Sólo pensar en mutilar de aquel modo el cuerpo de la mujer a la que había amado me provocó un estremecimiento. Y, sin embargo, la sensación no fue tan fuerte como había esperado. De hecho estaba empezando a temblar en presencia de aquel ser; aquel no-muerto, como lo llamaba Van Helsing. Y estaba empezando a detestarlo. ¿Es posible que el amor sea completamente subjetivo, o completamente objetivo?

Durante un largo rato esperé a que Van Helsing comenzara, pero permaneció inmóvil, como perdido en sus pensamientos.
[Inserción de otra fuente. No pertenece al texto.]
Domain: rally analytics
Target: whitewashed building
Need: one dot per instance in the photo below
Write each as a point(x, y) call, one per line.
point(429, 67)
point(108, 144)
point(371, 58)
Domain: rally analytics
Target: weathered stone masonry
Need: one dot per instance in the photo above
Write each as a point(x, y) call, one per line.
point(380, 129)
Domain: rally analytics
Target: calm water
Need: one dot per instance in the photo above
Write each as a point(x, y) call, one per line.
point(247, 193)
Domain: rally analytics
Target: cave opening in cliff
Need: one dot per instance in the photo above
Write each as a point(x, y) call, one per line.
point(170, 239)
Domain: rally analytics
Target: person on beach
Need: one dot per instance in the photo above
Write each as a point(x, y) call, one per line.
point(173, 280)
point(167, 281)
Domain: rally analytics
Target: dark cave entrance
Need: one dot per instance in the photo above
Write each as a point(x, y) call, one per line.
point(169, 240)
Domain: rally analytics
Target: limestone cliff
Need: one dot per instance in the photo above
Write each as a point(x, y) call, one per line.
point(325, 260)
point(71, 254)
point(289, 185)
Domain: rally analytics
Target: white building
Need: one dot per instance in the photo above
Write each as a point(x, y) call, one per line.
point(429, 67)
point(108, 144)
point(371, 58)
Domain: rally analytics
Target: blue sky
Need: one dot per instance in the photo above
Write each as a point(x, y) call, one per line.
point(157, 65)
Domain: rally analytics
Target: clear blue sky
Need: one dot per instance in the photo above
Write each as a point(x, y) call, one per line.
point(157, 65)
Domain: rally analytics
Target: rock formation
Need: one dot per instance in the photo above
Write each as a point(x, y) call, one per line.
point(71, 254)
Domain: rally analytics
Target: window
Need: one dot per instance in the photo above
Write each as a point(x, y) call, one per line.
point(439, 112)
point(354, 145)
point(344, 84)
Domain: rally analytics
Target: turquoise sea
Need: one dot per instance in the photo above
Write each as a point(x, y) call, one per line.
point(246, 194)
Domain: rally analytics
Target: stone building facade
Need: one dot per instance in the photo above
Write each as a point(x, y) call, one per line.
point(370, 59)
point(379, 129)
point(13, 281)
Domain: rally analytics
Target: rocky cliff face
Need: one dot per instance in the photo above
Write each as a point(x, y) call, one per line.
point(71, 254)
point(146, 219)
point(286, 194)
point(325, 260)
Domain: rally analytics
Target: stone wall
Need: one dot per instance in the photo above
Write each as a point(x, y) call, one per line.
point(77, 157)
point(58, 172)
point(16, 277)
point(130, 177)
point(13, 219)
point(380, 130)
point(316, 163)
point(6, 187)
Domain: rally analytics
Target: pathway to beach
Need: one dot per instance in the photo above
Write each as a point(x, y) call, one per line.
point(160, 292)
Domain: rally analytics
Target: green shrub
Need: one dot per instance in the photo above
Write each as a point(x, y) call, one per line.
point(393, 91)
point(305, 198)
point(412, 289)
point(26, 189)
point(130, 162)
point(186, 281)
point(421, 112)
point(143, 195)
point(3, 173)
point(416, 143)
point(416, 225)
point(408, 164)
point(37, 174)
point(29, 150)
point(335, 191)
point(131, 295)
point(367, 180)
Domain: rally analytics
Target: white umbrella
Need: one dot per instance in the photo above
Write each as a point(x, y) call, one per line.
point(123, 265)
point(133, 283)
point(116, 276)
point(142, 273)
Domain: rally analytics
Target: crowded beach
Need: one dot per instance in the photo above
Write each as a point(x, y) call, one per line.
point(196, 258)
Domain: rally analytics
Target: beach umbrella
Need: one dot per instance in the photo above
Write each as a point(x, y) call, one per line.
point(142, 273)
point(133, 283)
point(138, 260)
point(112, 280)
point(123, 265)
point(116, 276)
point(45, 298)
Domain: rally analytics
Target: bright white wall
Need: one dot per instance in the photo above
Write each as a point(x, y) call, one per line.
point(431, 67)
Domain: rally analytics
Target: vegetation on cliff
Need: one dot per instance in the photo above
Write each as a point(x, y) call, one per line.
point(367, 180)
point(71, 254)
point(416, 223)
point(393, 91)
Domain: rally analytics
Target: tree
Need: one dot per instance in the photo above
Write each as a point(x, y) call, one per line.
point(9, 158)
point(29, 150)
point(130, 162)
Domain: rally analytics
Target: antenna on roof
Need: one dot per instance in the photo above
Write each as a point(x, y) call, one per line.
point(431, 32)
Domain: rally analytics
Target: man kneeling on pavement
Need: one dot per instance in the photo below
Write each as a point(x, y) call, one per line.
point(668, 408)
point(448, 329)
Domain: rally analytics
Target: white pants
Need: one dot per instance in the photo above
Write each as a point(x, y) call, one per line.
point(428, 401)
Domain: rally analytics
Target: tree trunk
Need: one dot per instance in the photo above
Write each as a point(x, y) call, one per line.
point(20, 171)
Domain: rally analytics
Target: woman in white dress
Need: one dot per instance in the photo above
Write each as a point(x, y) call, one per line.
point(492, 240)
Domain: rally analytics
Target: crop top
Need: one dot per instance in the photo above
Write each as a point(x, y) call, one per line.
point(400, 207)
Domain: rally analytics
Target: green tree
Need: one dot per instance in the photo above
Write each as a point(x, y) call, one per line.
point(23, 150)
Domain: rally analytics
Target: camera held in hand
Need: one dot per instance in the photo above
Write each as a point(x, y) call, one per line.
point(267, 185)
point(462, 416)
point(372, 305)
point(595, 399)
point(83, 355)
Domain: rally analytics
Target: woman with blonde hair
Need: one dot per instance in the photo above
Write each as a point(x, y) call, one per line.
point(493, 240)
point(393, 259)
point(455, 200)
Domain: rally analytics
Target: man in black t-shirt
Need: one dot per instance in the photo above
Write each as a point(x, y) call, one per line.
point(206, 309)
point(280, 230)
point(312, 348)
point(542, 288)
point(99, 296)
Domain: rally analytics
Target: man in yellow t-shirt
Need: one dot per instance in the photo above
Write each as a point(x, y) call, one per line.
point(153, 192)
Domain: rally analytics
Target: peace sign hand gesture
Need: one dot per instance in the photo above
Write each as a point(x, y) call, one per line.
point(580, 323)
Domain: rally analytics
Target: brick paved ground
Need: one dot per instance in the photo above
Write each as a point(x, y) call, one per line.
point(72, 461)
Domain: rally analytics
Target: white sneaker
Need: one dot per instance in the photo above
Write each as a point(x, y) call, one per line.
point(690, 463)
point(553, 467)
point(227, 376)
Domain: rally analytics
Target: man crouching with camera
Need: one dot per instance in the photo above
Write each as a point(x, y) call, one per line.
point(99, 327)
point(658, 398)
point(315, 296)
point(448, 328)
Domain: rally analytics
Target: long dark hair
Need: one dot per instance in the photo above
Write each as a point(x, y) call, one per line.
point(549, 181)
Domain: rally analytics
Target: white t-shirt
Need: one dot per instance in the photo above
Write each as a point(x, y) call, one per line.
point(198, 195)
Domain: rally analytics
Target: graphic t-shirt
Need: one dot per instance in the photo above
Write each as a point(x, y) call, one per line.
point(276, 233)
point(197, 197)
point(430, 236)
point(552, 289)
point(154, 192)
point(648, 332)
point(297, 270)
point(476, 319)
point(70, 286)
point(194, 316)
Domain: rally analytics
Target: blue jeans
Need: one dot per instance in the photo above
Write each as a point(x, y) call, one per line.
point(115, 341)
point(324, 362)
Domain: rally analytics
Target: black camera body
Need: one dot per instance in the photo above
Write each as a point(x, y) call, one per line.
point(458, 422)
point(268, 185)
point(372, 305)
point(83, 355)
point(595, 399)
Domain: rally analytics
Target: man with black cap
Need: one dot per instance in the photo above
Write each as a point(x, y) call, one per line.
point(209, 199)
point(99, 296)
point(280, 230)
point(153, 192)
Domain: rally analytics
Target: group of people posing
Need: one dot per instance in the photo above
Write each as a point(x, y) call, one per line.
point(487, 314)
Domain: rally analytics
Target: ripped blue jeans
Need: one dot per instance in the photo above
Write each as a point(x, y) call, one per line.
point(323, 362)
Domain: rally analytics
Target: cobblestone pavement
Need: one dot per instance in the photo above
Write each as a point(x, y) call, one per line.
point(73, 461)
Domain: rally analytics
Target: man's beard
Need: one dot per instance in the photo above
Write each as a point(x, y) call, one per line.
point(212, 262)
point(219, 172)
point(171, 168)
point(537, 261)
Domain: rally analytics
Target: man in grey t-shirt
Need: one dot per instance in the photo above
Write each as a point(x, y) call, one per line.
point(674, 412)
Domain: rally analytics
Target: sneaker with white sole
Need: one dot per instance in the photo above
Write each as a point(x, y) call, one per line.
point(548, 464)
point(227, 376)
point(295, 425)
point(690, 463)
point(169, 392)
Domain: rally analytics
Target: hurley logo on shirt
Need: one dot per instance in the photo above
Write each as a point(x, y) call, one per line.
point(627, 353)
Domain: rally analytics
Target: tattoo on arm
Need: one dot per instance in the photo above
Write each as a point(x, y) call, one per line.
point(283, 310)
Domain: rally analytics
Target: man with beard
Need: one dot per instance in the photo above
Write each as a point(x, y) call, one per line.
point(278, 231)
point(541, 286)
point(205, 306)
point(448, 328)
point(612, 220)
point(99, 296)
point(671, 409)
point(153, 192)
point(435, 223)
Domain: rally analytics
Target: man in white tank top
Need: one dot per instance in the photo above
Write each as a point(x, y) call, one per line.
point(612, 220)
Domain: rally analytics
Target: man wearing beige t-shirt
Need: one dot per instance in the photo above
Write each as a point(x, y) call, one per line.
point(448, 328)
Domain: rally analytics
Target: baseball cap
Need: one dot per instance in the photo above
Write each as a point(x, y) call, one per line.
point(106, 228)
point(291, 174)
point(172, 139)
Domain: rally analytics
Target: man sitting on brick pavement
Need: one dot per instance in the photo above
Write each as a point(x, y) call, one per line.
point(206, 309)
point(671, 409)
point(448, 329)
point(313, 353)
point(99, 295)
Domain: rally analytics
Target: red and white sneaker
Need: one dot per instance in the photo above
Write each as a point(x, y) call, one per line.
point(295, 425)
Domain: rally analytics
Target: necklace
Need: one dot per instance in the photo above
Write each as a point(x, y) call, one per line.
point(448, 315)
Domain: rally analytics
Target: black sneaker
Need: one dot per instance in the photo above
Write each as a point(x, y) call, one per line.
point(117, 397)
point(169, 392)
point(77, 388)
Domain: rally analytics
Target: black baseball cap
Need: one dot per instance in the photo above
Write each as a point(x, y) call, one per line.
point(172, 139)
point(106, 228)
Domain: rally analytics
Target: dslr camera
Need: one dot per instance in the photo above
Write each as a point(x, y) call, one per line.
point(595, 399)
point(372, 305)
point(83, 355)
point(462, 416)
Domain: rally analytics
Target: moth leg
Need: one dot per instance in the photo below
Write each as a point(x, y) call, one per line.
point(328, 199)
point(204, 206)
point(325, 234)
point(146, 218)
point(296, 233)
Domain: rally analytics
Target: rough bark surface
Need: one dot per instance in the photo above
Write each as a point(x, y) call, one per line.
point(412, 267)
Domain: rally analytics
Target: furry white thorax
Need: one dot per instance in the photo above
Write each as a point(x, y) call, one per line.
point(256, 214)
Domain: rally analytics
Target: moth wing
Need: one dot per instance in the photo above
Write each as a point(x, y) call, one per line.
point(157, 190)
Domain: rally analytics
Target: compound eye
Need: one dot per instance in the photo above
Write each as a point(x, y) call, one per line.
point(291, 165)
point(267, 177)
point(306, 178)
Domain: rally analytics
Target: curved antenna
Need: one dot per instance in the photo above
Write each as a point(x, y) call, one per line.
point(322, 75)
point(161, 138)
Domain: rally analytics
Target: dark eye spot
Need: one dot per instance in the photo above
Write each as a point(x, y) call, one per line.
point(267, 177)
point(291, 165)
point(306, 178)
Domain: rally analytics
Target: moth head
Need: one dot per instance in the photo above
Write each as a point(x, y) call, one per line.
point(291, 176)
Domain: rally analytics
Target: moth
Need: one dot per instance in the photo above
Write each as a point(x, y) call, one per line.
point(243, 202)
Al cabo de un rato cerró su maletín con un golpe seco, y dijo:

—He estado reflexionando, y ya he decidido qué es lo mejor. Si siguiese sencillamente mi inclinación, haría lo que ha de hacerse ahora, en este preciso momento; pero a ésta le van a seguir otras tareas, tareas que son mil veces más difíciles en tanto que las desconocemos.

Esto es sencillo. Ella aún no ha tomado ninguna vida, aunque sólo sea cuestión de tiempo; y actuar ahora sería acabar para siempre con el peligro. Pero después podríamos necesitar a Arthur, ¿y cómo vamos a contarle esto? Si tú, que viste las heridas en la garganta de Lucy, y viste las heridas tan similares en el cuello del niño del hospital; si tú, que viste el ataúd vacío anoche, y lo has visto hoy ocupado por una mujer que una semana después de su muerte sólo ha cambiado para ser más rubicunda y hermosa… si tú, que sabes todo esto, y sabes de la silueta blanca de anoche que trajo al niño hasta el cementerio, a pesar de tus propios sentidos, no creíste, ¿cómo puedo esperar entonces que Arthur, que no sabe ninguna de estas cosas, crea? Ya dudó de mí cuando le impedí besarla cuando estaba muriendo. Sé que me ha perdonado, porque piensa que si le impedí despedirse como debía fue por culpa de alguna idea equivocada; pero ahora podría pensar que por culpa de otra idea más equivocada aún, esta mujer fue enterrada en vida; y que, cometiendo el peor error de todos, nosotros la hemos matado. Discutirá entonces, arguyendo que fuimos nosotros, en nuestra equivocación, los que la matamos con nuestras ideas; y se sentirá muy desgraciado el resto de su vida. Sin embargo, lo peor de todo es que nunca podrá estar seguro. En ocasiones pensará que aquella a la que amó fue enterrada viva, y su convencimiento poblará sus sueños con los horrores de lo que ella debió de sufrir; y otras veces pensará que quizá teníamos razón, y que su amada era, después de todo, una no-muerta. ¡No! Ya se lo dije una vez, y desde entonces he aprendido mucho. Ahora que sé que todo es verdad, estoy cien mil veces más convencido de que Arthur debe atravesar aguas amargas para alcanzar las dulces. El pobre muchacho debe pasar una hora que hará que la misma faz del cielo se torne negra para él; y después podremos actuar por el bien de todos y otorgarle paz. Estoy decidido. Marchémonos. Tú vuelve a tu manicomio a pasar la noche, y comprueba que todo esté en orden. En cuanto a mí, pasaré la noche aquí, en este cementerio. Ven a buscarme mañana por la noche al Hotel Berkeley, a las diez en punto. Yo haré llamar a Arthur, y también a ese estupendo joven de América que donó su sangre. Más tarde, todos tendremos trabajo que hacer. Ahora te acompañaré hasta Piccadilly, donde comeré algo, pues debo volver aquí antes de que caiga el sol.

De modo que cerramos el panteón y nos marchamos, saltamos el muro del cementerio, lo que no fue demasiado difícil, y regresamos en coche a Piccadilly.